The following suggestions may help with configuring core dump files:

  • Always put cores in a directory having adequate protection and away from normal processing. For example, the core file directory may have write-only permissions for protection for almost all users.

  • Set up procedures to remove core dumps and YDB_FATAL_ERROR.ZSHOW_DMP_*.txt when they are no longer needed.

  • Always configure core file generation in a way that each core gets a distinct name so that new cores do not overwrite old cores. YottaDB never overwrites an existing core file even when /proc/sys/kernel/core_uses_pid is set to 0 and /proc/sys/kernel/core_pattern is set to core. If there is a file named core in the target core directory, YottaDB renames it to core1 and creates a new core dump file called core. Likewise, if core(n) already exists, YottaDB renames the existing core to core(n+1) and creates a new core dump file called core.

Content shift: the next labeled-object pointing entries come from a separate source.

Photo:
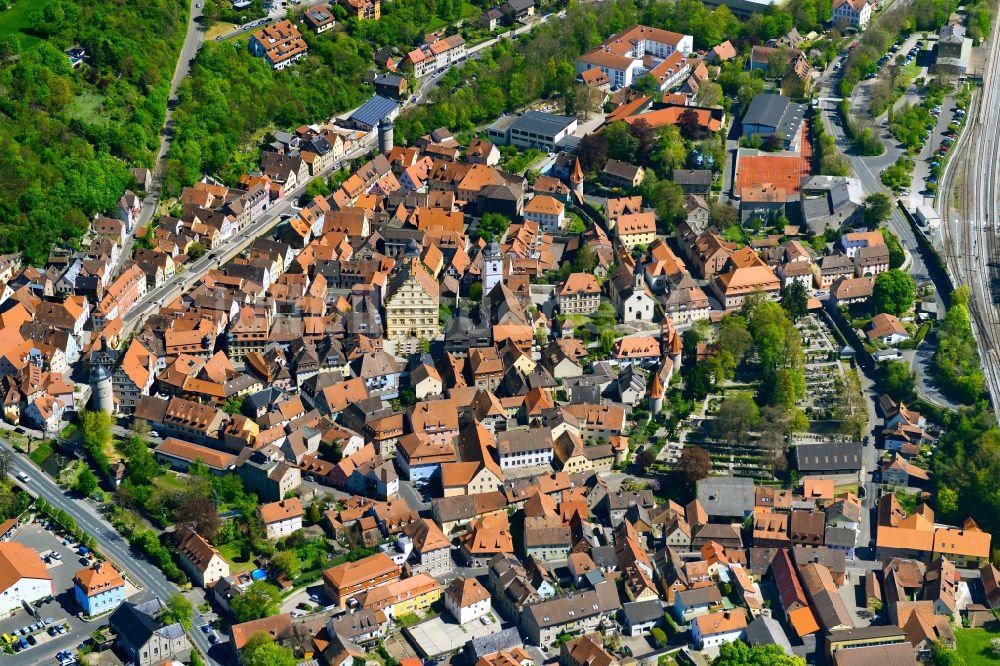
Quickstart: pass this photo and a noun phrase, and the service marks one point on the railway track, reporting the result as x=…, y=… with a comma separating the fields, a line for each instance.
x=969, y=220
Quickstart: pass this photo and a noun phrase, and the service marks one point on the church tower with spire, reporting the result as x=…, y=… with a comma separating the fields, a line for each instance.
x=576, y=178
x=655, y=393
x=671, y=343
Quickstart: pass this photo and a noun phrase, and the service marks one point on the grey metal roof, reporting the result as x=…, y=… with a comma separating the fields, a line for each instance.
x=840, y=536
x=829, y=457
x=699, y=596
x=767, y=631
x=493, y=643
x=385, y=78
x=777, y=111
x=952, y=34
x=545, y=124
x=374, y=110
x=637, y=612
x=693, y=176
x=726, y=496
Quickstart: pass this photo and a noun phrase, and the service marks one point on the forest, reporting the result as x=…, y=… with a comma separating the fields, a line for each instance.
x=69, y=135
x=232, y=99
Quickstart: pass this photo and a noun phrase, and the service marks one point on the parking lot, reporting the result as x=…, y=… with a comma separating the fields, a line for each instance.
x=62, y=563
x=439, y=636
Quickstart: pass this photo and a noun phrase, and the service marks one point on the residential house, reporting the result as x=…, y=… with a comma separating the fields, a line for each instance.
x=142, y=639
x=281, y=518
x=467, y=600
x=851, y=14
x=346, y=582
x=280, y=44
x=201, y=560
x=98, y=588
x=888, y=329
x=579, y=294
x=402, y=597
x=26, y=579
x=715, y=629
x=578, y=612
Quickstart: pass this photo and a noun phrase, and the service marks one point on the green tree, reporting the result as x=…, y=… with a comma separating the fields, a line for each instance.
x=694, y=465
x=287, y=562
x=878, y=208
x=493, y=225
x=737, y=415
x=734, y=337
x=894, y=292
x=260, y=600
x=896, y=379
x=318, y=187
x=178, y=609
x=142, y=467
x=584, y=261
x=795, y=300
x=233, y=405
x=606, y=341
x=956, y=362
x=896, y=255
x=946, y=501
x=95, y=430
x=86, y=482
x=942, y=655
x=699, y=382
x=261, y=650
x=196, y=250
x=739, y=653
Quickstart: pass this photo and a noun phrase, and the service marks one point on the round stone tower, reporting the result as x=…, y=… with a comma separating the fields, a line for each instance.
x=103, y=398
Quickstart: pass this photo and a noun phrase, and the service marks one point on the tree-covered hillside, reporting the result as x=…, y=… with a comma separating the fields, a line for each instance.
x=69, y=135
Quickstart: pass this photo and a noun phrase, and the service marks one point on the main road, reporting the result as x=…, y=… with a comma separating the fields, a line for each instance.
x=109, y=542
x=193, y=39
x=231, y=247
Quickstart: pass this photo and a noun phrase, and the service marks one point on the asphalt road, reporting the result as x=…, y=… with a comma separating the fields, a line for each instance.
x=192, y=42
x=109, y=542
x=193, y=272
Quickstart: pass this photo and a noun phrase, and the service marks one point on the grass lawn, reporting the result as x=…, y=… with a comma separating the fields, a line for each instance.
x=40, y=452
x=734, y=234
x=910, y=71
x=973, y=645
x=170, y=481
x=848, y=488
x=15, y=20
x=231, y=553
x=88, y=108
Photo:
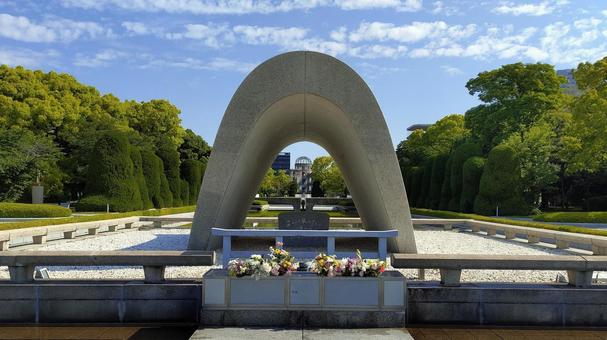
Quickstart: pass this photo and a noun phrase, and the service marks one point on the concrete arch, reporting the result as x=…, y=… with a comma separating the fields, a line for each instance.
x=303, y=96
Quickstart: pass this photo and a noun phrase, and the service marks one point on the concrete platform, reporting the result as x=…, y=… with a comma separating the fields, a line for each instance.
x=306, y=334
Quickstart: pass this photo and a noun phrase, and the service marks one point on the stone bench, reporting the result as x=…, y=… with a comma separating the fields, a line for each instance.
x=22, y=264
x=279, y=234
x=157, y=221
x=579, y=268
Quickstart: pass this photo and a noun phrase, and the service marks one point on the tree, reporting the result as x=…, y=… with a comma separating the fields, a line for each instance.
x=158, y=121
x=152, y=172
x=514, y=96
x=445, y=195
x=438, y=139
x=170, y=161
x=439, y=164
x=472, y=170
x=193, y=147
x=191, y=171
x=327, y=173
x=590, y=114
x=458, y=157
x=111, y=173
x=140, y=178
x=500, y=185
x=23, y=156
x=534, y=151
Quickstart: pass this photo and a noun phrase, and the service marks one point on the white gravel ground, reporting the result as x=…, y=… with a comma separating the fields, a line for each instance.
x=428, y=239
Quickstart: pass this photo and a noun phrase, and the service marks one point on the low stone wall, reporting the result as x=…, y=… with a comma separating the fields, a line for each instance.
x=506, y=304
x=100, y=302
x=181, y=303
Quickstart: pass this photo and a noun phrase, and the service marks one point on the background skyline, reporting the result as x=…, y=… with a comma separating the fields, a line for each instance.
x=416, y=56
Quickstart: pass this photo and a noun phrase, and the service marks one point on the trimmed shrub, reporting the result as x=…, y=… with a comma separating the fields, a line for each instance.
x=19, y=210
x=93, y=203
x=436, y=180
x=422, y=200
x=259, y=202
x=559, y=227
x=596, y=203
x=191, y=171
x=171, y=162
x=111, y=172
x=446, y=187
x=471, y=178
x=500, y=185
x=416, y=174
x=185, y=191
x=152, y=170
x=146, y=203
x=573, y=217
x=458, y=157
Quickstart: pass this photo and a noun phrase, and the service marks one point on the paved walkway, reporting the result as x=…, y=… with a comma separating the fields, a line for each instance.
x=426, y=333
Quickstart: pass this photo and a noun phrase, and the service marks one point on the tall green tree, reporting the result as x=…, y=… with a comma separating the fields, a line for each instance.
x=514, y=96
x=459, y=155
x=472, y=171
x=590, y=114
x=500, y=185
x=111, y=173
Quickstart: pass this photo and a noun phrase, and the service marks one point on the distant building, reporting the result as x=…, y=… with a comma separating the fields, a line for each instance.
x=571, y=86
x=282, y=161
x=418, y=127
x=302, y=174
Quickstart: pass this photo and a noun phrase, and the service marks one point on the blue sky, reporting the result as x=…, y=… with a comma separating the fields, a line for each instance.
x=416, y=55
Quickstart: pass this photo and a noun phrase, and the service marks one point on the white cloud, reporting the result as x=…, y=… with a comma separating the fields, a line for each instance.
x=439, y=7
x=416, y=31
x=99, y=59
x=533, y=9
x=339, y=34
x=264, y=35
x=136, y=28
x=51, y=30
x=452, y=70
x=211, y=34
x=26, y=57
x=216, y=64
x=239, y=6
x=399, y=5
x=377, y=51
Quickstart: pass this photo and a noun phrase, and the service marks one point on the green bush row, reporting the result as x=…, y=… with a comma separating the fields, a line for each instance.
x=99, y=217
x=451, y=214
x=259, y=202
x=32, y=210
x=573, y=217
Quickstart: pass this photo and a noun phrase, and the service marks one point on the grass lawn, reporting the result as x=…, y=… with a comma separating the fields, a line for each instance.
x=452, y=214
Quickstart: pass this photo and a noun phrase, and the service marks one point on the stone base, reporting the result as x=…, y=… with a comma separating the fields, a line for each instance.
x=329, y=319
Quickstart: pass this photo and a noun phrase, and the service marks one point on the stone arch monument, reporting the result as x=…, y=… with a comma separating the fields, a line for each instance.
x=303, y=96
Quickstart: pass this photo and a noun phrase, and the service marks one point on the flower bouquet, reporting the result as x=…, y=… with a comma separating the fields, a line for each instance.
x=326, y=265
x=281, y=261
x=361, y=267
x=278, y=262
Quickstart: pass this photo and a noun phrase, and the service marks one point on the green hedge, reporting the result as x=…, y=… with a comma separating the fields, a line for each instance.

  • Here are the possible steps to check core file generation on Ubuntu_x86 running YottaDB r1.20:

    $ ulimit -c unlimited
    $ /usr/local/lib/yottadb/r1.20/ydb
    YDB>zsystem "kill -SIGSEGV "_$j
    $YDB-F-KILLBYSIGUINFO, YottaDB process 24570 has been killed by a signal 11 from process 24572 with userid number 1000
    $ ls -l core*
    -rw------- 1 ydbnode jdoe 3506176 Aug 18 14:59 core.24573
    
  • In order to test your core generation environment, you can also generate a core dump at the YottaDB prompt with a ZMESSAGE 150377788 command.

  • If you do not find the expected dump files and have already enabled core generation on your operating system, check file permissions and quotas settings.

  • As YottaDB core dumps are not configured for use with automated crash reporting systems such as apport, you might want to adjust the core naming conventions settings in such a way that core dumps are preserved safely until the time you engage your YottaDB support channel.

Before sharing a core dump file with anyone, you must determine whether the files contain NPI and whether the recipient is permitted to view the information in the files. YottaDB Support does not accept NPI.